Complex integral over rectangle

Question

I have a problem with an example in complex integration : "Determine the value of $\int_{-\infty}^{\infty} \frac {e^{ix}}{cosh \space x}dx$

Try integrating over the rectangle: $-R$, $R$, $R+i\pi $, $-R+i\pi$ ."

I know that $\int_{-R}^{R}$+$\int_{R}^{R+i\pi}$+$\int_{R+i\pi}^{-R+i\pi}$+$\int_{-R+i\pi}^{-R}$ = $\sum Res(f,a)$, Im(a)>0, or a are inside the rectangle. Where $f=\frac{e^{ix}}{cosh \space x}$, and a are the singularities. And that $lim_{R-> \infty}\int_{-R}^{R}$=$\int_{-\infty}^{\infty}$. The problem I'm having is with the basic contour integration of $\int_{R}^{R+i\pi}$+$\int_{R+i\pi}^{-R+i\pi}$+$\int_{-R+i\pi}^{-R}$ , no substitution in $\int \frac {e^{ix}}{cosh \space x}$=$\int \frac {2\space e^{ix}}{e^x+e^{-x}}$ seems to work. So... how can I integrate $\int_{R}^{R+i\pi}\frac {2\space e^{ix}}{e^x+e^{-x}}$ ?

Answer 1

Notation:

$A:=\int_{-R}^{R}\frac {e^{ix}}{cosh \space x}dx $

$B:=\int_{R}^{R+i\pi}\frac {e^{ix}}{cosh \space x}dx $

$C:=\int_{R+i\pi}^{-R+i\pi}\frac {e^{ix}}{cosh \space x}dx$

$D:=\int_{-R+i\pi}^{-R}\frac {e^{ix}}{cosh \space x}dx $

Solution:

For integration B: As $|\frac{e^{ix}}{cosh \space x}| = \frac{1}{|cosh \space x|} \to 0 $ when $R \to \infty \implies R>\delta, |\frac{e^{ix}}{cosh \space x}| < \epsilon$ Hence, $|B| =|\int_{|R|}^{|R+i\pi|}\frac {e^{ix}}{cosh \space x}dx|=\int_{|R|}^{|R+i\pi|}|\frac {e^{ix}}{cosh \space x}|dx <^{\text[1]} \epsilon \pi \implies B \to 0$. So $B = 0$.

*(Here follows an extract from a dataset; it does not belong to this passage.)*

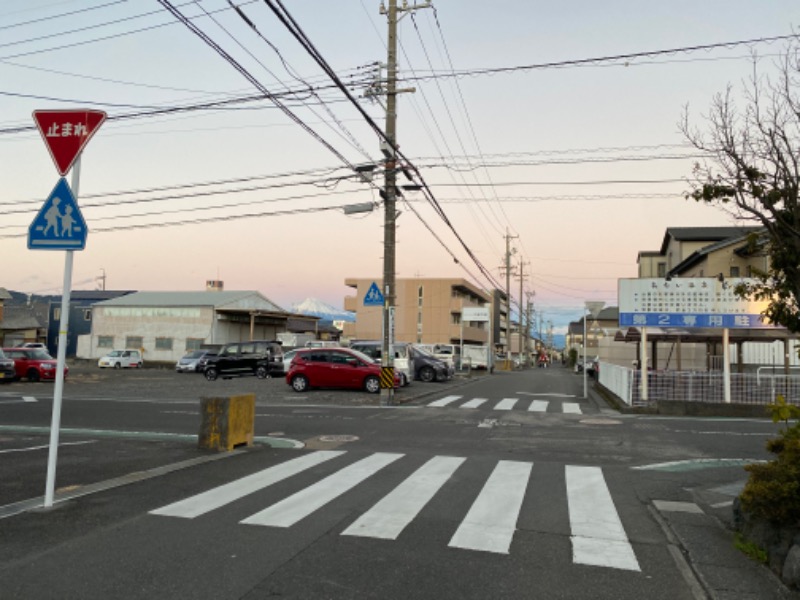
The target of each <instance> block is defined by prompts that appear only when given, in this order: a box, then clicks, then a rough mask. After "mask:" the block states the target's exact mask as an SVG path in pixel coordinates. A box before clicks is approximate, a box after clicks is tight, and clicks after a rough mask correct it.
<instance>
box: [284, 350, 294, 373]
mask: <svg viewBox="0 0 800 600" xmlns="http://www.w3.org/2000/svg"><path fill="white" fill-rule="evenodd" d="M295 354H297V350H289V351H288V352H284V353H283V374H284V375H286V373H288V372H289V367H290V366H291V364H292V361H293V360H294V355H295Z"/></svg>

The $[1]$ inequality comes from M-L inequality.

The same argument for $D$.

For integration C: $$C =\int_{R+i\pi}^{-R+i\pi}\frac {e^{ix}}{cosh \space x}dx = \int_{R}^{-R}\frac {e^{ix-\pi}}{\cosh (x+\pi i)}dx = -e^{-\pi}\int_{R}^{-R}\frac {e^{ix}}{\cosh (x)}dx = e^{-\pi}A.$$

So the contour integration becomes:$(1+e^{-\pi})A = 2\pi i\sum Res(f,a)$

Since the locus encloses only one singular point $x = \frac \pi 2 i$.

And the residue $Res(f,\frac \pi 2 i) = - e^{-\pi/2} i$

$$(1+e^{-\pi})A = 2\pi i \times (- e^{-\pi/2} i) = 2 \pi e^{-\pi /2 }\implies\\\ A = \frac{ 2 \pi e^{-\pi /2 }}{1+e^{-\pi}} = \pi sech(\pi/2) $$

Answer 2

We may show that $\frac{1}{\cosh x}$ is almost a fixed point of the Fourier transform in the following way: since we have an even function and $2\cosh(x)=e^{x}+e^{-x}$,

$$ \forall x\neq 0,\qquad \frac{1}{\cosh(x)}=2\sum_{n\geq 0}(-1)^n e^{-(2n+1)|x|} \tag{1}$$ hence: $$ \int_{-\infty}^{+\infty}\frac{e^{ix}}{\cosh(x)}\,dx = 4\sum_{n\geq 0}\frac{(-1)^n (2n+1)}{(2n+1)^2+1}.\tag{2} $$ On the other hand, the meromorphic function $\frac{1}{\cosh(x)}$ has simple poles at $\frac{\pi i}{2}+k\pi i$ and the residues are simple to compute, leading to: $$ \frac{1}{\cosh(x)}=4\sum_{n\geq 0}\frac{(-1)^n(2n+1)\pi}{(2n+1)^2 \pi^2+4x^2}\tag{3} $$ so, by putting together $(2)$ and $(3)$, $$ \boxed{\int_{-\infty}^{+\infty}\frac{e^{ix}}{\cosh x}\,dx = \color{red}{\frac{\pi}{\cosh\frac{\pi}{2}}}}\tag{4} $$ easily follows.